The Khans were with her when she took the drug and gave her no advice that might have saved her life. The Khans left the flat leaving Lucy alone and comatose.

On 16 August, the Khans returned and found her dead. At this point they burned the mattress on which she had been lying, together with most of her clothing and disposed of her body on waste ground.

On 31 August 1996, the home of the parents of Rungzabe and Tahir Khan was searched by the police and drugs, a handgun and ammunition were found.

The drug was supplied by Rungzabe Khan (26 at that time), of Lindale Avenue, Hodge Hill, and Tahir Khan (27 at that time), of Ash Road, Saltley, who left her to die and then dumped her body.

They were each jailed for ten years.

Saleem Iqbal (29 at that time) a second-hand car dealer with a business in Yardley who tried to persuade key witnesses to alter their evidence in the trial of Khans accused of killing Lucy Burchell, was jailed for two years.

Saleem Iqbal was found guilty of two charges of perverting the course of justice at Birmingham Crown Court.

Later Co-accused Tariq Khan – the brother of Tahir Khan, who was jailed for ten years over the death of 16-year-old Lucy – was cleared of the same charges.

The Khans were, originally,

indicted for murder, Saleem Iqbal, and Mr Tariq Khan had denied both offences.

Jailing Iqbal, Judge Derek Stanley said a note to the witnesses was in Iqbal’s own handwriting and was plain evidence of his guilt.

Mr Michael Burrows, prosecuting, had told the jury Iqbal also had several discussions with the two girls, who were his friends.

“He suggested to them what to say so as to tailor evidence to ‘row out’ Tahir Khan even if it meant ‘sinking’ his co-accused, Rungzabe Khan,” he said.

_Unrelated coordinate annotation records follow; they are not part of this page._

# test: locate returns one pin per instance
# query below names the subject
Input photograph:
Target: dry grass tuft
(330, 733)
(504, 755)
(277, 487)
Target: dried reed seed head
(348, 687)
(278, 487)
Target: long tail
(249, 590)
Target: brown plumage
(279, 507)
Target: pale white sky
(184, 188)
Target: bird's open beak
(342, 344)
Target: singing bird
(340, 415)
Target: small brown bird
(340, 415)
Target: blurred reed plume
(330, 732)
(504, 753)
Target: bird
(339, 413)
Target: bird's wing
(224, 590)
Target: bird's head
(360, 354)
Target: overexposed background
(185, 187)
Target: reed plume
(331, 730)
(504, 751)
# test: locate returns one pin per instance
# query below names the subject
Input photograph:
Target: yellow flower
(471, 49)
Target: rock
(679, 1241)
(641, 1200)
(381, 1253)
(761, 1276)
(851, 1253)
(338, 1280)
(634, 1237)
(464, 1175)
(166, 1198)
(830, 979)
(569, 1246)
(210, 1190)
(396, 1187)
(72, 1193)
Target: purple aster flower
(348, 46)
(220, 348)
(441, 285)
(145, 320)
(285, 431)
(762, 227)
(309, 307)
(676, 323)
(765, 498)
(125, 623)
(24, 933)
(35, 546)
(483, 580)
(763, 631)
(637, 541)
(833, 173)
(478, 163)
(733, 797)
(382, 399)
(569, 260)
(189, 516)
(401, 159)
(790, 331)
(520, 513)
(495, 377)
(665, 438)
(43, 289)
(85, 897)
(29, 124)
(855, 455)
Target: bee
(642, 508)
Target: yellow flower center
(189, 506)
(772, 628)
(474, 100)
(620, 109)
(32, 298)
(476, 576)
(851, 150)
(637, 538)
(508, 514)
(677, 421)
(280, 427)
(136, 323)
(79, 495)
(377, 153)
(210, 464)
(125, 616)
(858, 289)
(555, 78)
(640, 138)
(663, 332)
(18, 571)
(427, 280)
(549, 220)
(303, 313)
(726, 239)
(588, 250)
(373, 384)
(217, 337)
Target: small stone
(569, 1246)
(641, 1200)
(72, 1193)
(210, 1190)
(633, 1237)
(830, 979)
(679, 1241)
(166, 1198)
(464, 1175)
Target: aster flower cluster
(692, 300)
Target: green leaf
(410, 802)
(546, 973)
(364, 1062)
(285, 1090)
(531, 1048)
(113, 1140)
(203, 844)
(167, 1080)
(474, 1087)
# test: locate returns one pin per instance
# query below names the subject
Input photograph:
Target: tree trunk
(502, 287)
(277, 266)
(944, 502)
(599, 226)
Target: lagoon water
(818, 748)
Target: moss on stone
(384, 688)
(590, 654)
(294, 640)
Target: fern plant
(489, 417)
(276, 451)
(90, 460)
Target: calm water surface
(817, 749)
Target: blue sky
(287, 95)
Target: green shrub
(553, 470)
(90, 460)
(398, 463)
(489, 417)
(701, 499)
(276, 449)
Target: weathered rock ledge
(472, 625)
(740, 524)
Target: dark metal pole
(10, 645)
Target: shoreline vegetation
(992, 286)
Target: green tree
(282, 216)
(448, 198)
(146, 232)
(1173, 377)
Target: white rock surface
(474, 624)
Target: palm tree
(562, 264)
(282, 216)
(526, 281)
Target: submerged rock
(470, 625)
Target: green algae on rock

The real risk of injustice was that Tahir might get off and Rungzabe might stand convicted alone, he said.

He said Iqbal tried to get the girls to alter their evidence on the purity of the drug given to Lucy and who had given it to her.

Iqbal said in his note that he would “make it up to them” if the girls modified their evidence.

Mr Benjamin Nicholls, for Iqbal, said there were never any threats, bribes or intimidation and no requests for retractions and U-turns of evidence or to stay away from court.

The girls were not intimidated and were not deflected from giving evidence, he added.

The manslaughter sentence was quashed at the Court of Appeal and a sentence of six years instituted in its place.

Rungzabe Khan was sentenced to 3.5 years for manslaughter and related charges. The manslaughter charge was quashed at the Court of Appeal and he was freed.

Tahir khan died few years ago and Saleem Iqbal now 48 A sucessfual businessman of Streetsbrook Road, Solihull, was sentenced to 16 months, suspended for two years, and 120 hours community service on June 20, 2013 after he was found involved in what was described as “one of the most significant money laundering networks seen in the UK.”

A gang of 32 men (mosty Pakistani men) who laundered more than £180 million for drug traffickers have been jailed for a total of 140 years.

The huge money laundering scam saw a staggering £44 million deposited into a single bank in Small Heath.